Materials and methods

Plant material

The chromosome number of the Rhododendron subg. Tsutsusi was 2n = 26 with x = 13 as the base chromosome number, which is the one of the frequently encountered base chromosome numbers in Azalea38. The test samples were the parents of three sets of hybrid combinations of azalea varieties R.pulcherum‘Zihe’ R.‘Red Apple’,R.pulcherum‘Baihe’ R.‘Pink Bubble’ and R.‘Zibo’ R.,‘Kirin’ and the 88 stably flowering F1 hybrid offspring that differed somewhat from the parental morphology,see Table 8. They were collected in April 2019 from the Wanjing Rhododendron Breeding Garden in Beilun, Ningbo, Zhejiang Province, China.
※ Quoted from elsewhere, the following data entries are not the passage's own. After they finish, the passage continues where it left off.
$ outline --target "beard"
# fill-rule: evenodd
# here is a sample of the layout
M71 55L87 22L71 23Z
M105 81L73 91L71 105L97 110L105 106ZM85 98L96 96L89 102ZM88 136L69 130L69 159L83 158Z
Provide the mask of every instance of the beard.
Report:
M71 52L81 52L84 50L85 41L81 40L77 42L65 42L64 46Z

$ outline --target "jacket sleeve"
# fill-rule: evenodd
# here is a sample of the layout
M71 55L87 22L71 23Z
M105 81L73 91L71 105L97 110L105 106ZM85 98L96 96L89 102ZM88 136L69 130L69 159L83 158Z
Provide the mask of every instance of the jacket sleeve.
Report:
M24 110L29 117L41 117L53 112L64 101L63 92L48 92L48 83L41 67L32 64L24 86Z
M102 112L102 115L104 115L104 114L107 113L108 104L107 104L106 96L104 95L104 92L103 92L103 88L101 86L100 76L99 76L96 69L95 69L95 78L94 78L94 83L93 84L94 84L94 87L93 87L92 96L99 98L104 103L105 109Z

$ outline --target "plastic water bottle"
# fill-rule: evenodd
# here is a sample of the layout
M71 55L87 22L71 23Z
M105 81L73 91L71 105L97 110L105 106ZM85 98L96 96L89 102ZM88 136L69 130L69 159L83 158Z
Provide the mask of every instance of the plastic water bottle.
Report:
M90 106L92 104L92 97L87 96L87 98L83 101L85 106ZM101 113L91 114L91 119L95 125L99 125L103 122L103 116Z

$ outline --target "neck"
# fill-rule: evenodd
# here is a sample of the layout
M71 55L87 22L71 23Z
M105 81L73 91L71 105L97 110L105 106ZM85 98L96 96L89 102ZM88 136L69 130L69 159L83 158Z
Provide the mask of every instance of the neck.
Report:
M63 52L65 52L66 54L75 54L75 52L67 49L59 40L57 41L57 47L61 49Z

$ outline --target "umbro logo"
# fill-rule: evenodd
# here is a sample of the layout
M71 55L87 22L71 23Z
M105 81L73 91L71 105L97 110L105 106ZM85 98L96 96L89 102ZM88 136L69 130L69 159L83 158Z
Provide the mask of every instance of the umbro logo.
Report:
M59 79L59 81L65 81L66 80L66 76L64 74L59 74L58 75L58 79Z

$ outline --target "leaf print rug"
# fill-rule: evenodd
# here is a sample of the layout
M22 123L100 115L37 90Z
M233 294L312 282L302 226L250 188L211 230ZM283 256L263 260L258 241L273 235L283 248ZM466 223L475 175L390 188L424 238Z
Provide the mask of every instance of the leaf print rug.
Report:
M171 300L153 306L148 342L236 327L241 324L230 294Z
Three to four fresh and intact young leaves from the current year branches were collected and returned to the laboratory, dried and stored in silica gel desiccant, and used as material for DNA extraction.
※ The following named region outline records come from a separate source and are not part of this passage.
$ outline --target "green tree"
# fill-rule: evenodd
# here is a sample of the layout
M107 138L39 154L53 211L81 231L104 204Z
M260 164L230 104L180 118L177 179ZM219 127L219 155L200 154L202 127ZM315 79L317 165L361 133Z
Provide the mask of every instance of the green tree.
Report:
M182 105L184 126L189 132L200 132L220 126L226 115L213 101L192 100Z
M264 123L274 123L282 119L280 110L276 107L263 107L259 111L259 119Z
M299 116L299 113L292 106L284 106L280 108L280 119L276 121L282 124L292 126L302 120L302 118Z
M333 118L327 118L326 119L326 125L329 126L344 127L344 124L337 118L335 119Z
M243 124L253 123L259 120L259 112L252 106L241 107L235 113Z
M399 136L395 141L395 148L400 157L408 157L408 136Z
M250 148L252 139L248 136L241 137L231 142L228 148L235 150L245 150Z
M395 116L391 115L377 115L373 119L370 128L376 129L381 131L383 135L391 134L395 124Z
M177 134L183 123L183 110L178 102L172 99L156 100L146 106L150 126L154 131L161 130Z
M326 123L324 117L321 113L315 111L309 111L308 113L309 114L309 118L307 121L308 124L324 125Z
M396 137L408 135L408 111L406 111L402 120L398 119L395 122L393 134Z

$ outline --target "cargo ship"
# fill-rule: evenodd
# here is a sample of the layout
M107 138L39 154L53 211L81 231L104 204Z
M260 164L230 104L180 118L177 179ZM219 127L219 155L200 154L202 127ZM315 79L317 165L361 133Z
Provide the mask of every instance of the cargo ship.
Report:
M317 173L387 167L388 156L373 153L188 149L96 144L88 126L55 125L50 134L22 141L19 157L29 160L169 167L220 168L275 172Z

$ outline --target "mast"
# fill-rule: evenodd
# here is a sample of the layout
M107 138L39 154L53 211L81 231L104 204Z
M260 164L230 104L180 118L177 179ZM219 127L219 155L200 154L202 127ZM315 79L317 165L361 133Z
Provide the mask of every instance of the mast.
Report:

A modified CTAB method was used to extract DNA from Azalea leaves, NanoDrop2000 and Pico Green were used to detect DNA purity and concentration, and 1% agrose gel electrophoresis was used to detect DNA integrity.

Table 8 The situation of 3 hybrid combinations.

EST-SSR marker

All Rhododendron-related EST sequences were downloaded from the NCBI nucleic acid database (as of November 2019), use CD-HIT-EST online software\((http://weizhong-lab.ucsd.edu/cdhit_suite/cgi-bin/index.cgi?cmd=cd-hit-est)\) to delete redundant sequences from the downloaded sequences, use MISA online software\((https://webblast.ipk-gatersleben.de/misa/)\)MIAS to screen SSR sites, use primer blaster for primer design, use oligo7 screening primers to ensure that there are no hairpin structures, neither dimers nor mismatches22. The designed primers were checked by the blast match in the NCBI database to remove invalid primers. In addition to the self-designed primers, 30 EST-SSR Azalea primers were selected from the published literature for evaluation. According to the experimental results of the relationship analysis and progeny identification of azalea, universal primers with clear bands and good polymorphism were screened for primer synthesis and capillary flouresence electrophoresis. Capillary electrophoresis was performed using an ABI3730xl sequencer, and the results were read and analyzed using Gene Marker V 3.0.139. The results of the fluorescence capillary electrophoresis experiments were read using Gene Marker V 3.0.1. By comparing the difference between the flouresence signal of the amplified fragments and the molecular weight standard, the fragment size in a single signal is obtained proportionally and saved in Excel. Data Formater is used to convert the raw data into a data format readable by the analysis software40, and Popgen32 and Power Marker software were used to analyze Number of alleles( Na), Number of effective alleles (Ne), Observed heterozygosity (Ho), Expected heterozygosity (He), Nei’s genetic diversity index (H), Shannon’s information index (I) and Polymorphic information content (PIC)41.

Additional information

All plant materials are cultivated species, not wild or endangered plants. Experiment comply with the IUCN Policy Statement on Research Involving Species at Risk of Extinction and the Convention on the Trade in Endangered Species of Wild Fauna and Flora. Experimental research ,including the collection of plant materials, comply with relevant institutional, national, and international guidelines and legislation. All plant materials belong to Shanghai Botanical Garden and are kept in Wanjing Rhododendron Breeding Garden, and the use of these materials was approved by the above two institutions.